Answer
$\dfrac{ \pi}{12}(8-5\sqrt 2)$
Work Step by Step
Since, $\iint_S F \cdot dS=\iint_D [P \dfrac{\partial h}{\partial x}-Q+R\dfrac{\partial h}{\partial z}]dA $
where, $D$ is projection of $S$ onto xz-plane.

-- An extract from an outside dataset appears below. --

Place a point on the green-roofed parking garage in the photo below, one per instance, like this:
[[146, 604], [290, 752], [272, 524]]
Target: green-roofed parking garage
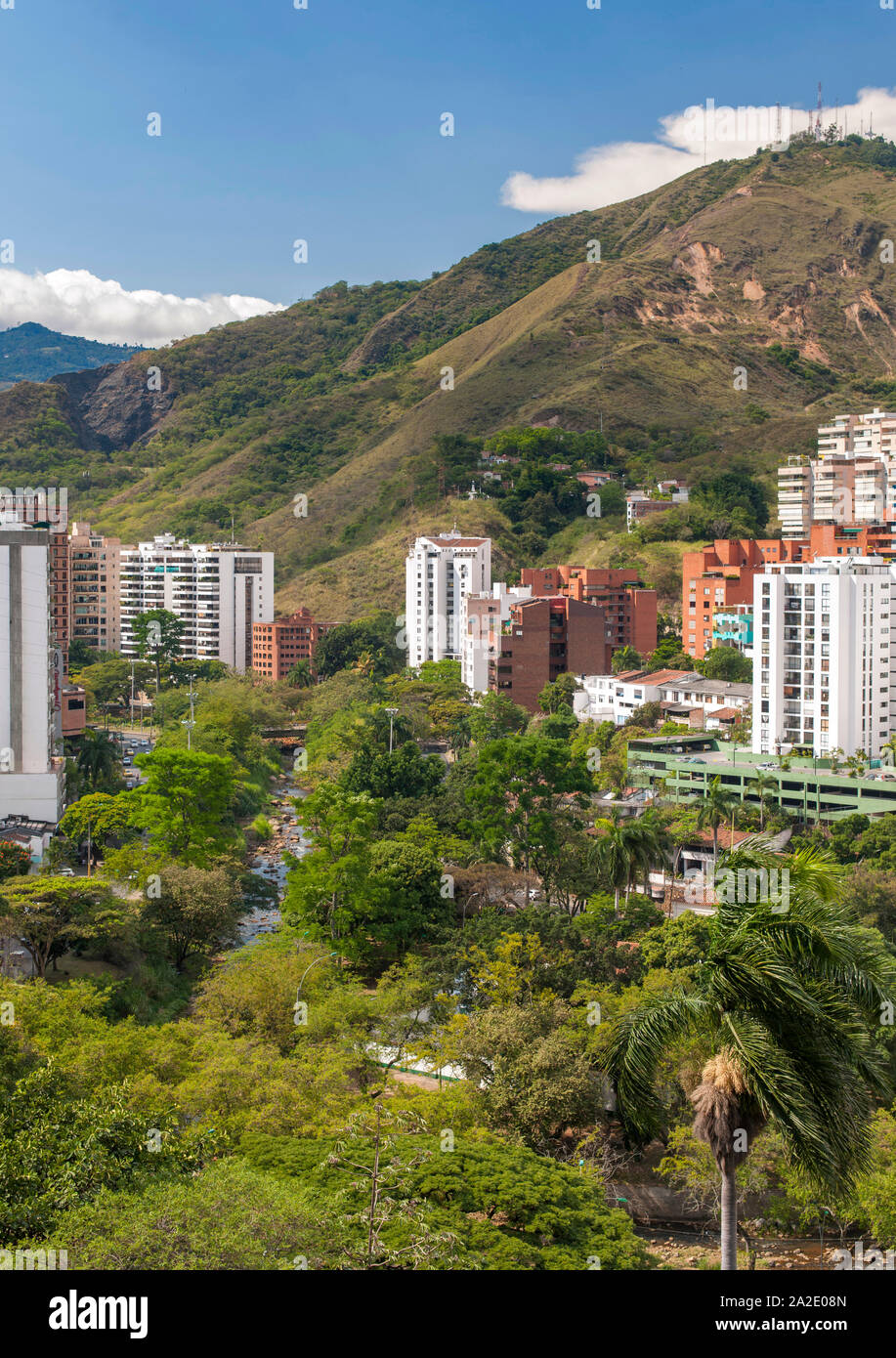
[[682, 769]]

$\iint_S F \cdot n dS=\iint_D \dfrac{y^2}{\sqrt {1-x^2-y^2}} dx dy= \int_{0}^{2 \pi} \int_0^{(1/\sqrt 2)} \dfrac{r^2}{ \sqrt {1-r^2}} \times \sin^2 \theta \times (r dr d\theta)$
or, $\iint_S F \cdot n dS=\int_{0}^{ 2\pi} \sin^2 \theta d\theta \times \int_0^{1/\sqrt 2} \dfrac{r^3}{ \sqrt {1-r^2}} dr$
Suppose$ 1-r^2=p; dp=-2r dr$
$\iint_S F \cdot n dS=\int_{0}^{ 2\pi} 0.5-0.5 \cos (2 \theta) d\theta \times \int_0^{1/\sqrt 2} \dfrac{1-p}{ \sqrt p} (dp/-2)$
Hence, we have $\iint_S F \cdot n dS=\pi [\dfrac{p\sqrt p}{3}- p^{1/2}]_1^{1/2}=\dfrac{ \pi}{12}(8-5\sqrt 2)$